Kevin:
I wrote a class that extends PdfContentStreamProcessor
and implemented my own displayText method. I am able
to get the text and x and y coordinates. That gives me
what I need.
The only problem was that since my class is not
in the com.lowagie.text.pdf.parser package, I had
to add a protected accessor method for the textMatrix
member in PdfContentStreamProcessor.
You may want to consider adding that to the mainline code
so people can write their own subclasses without having to
rebuild iText.
Thank you for the help.
Neil
--
Neil Aggarwal, (832)245-7314, www.JAMMConsulting.com
Eliminate junk email and reclaim your inbox.
Visit http://www.spammilter.com <http://www.spammilter.com/> for details.
________________________________
From: Kevin Day [mailto:[EMAIL PROTECTED]

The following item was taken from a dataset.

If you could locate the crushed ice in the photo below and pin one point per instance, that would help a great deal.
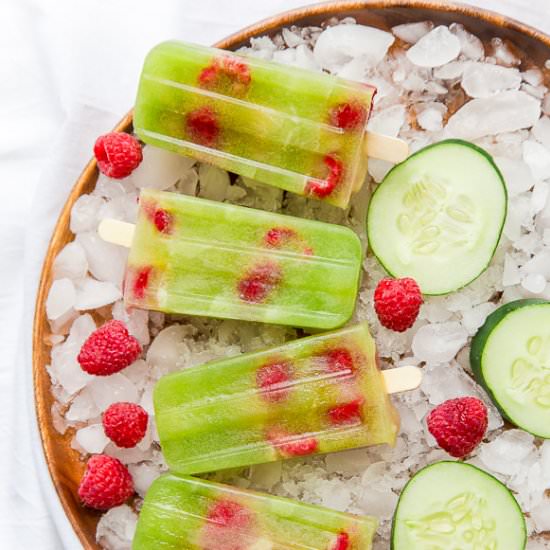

Sent: Tuesday, November 18, 2008 7:10 PM
To: IText Questions; 'Post all your questions about iText here'
Subject: Re: [iText-questions] Access tables from PDF file?
Well, SimpleTextExtractingPdfContentStreamProcessor is just
a listener on the parser. It determines whether a carriage return is
appropriate given the vertical position of the current text relative to the
previous text (this, by the way, is *not* a robust solution - it's quite
possible for text to be placed in the content stream in a different order
than it appears on screen - but it seems to work for many PDF files - at
least the ones I need to process :-) ). I'm not sure that you'd want to
turn around and put a listener on the listener (there may be reasons to do
this, but I haven't hit one just yet).
You could, of course, just take the string that
SimpleTextExtractingPdfContentStreamProcessor generates and split it by
carriage returns - that would be the easiest thing.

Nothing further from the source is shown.